O episódio que chamou atenção da medicina
Médicos da Universidade de Washington publicaram, na revista Annals of Internal Medicine: Clinical Cases, o relato de um homem que apresentou um quadro de psicose e intoxicação por brometo — um composto químico praticamente fora de uso na medicina humana desde os anos 1980. O paciente havia consumido o produto por cerca de três meses, seguindo uma recomendação obtida por meio do ChatGPT.
No início do século XX, sais de brometo eram usados para tratar insônia e ansiedade, mas seu uso caiu em desuso devido à toxicidade, capaz de causar danos neurológicos e psiquiátricos em doses altas ou uso prolongado. Atualmente, o brometo ainda é encontrado em alguns medicamentos veterinários e suplementos, o que explica casos ocasionais de intoxicação. Porém, este é o primeiro registrado com relação direta ao uso de IA.
Sintomas e diagnóstico
O homem procurou atendimento acreditando estar sendo envenenado pelo vizinho. Embora seus sinais vitais estivessem estáveis, apresentou agitação, paranoia e alucinações visuais e auditivas. Recusava-se a beber água, mesmo com sede, e acabou entrando em surto psicótico, tentando fugir do hospital.

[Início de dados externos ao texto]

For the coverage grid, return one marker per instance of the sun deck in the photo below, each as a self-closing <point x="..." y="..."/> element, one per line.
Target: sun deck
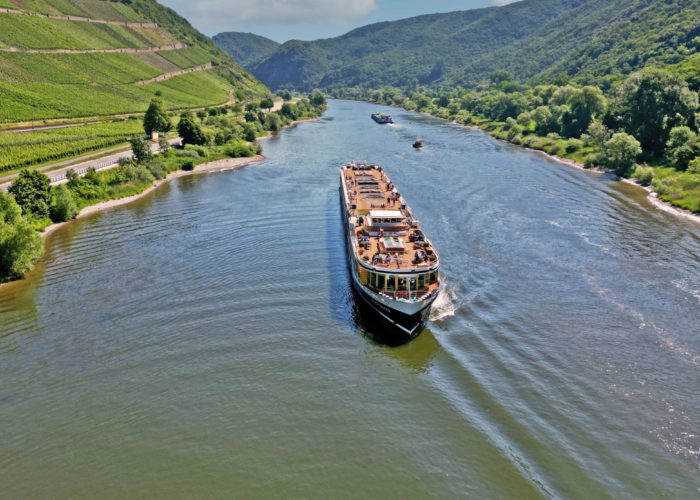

Foi necessário interná-lo involuntariamente para tratamento psiquiátrico emergencial. Recebeu líquidos intravenosos e medicamentos antipsicóticos, estabilizando-se aos poucos. Os médicos logo suspeitaram de intoxicação por brometo, confirmada após o paciente relatar o motivo do consumo.
Como a IA influenciou a decisão
O paciente contou que queria reduzir o consumo de sal (cloreto de sódio) e, buscando alternativas, recebeu da IA a sugestão de substituir o cloreto por brometo. Comprou brometo de sódio pela internet e passou a usá-lo diariamente.
Segundo os médicos, é possível que a resposta da IA se referisse ao brometo em contexto químico ou industrial, não alimentar. No entanto, o sistema não forneceu avisos claros sobre os riscos nem buscou entender o motivo da pergunta.
Recuperação e alerta final
Após três semanas de internação e suspensão do consumo, o homem recuperou-se e deixou de usar medicação antipsicótica. O caso reforça, segundo os especialistas, que embora a IA possa democratizar o acesso à informação, a ausência de contexto e supervisão profissional pode gerar riscos sérios.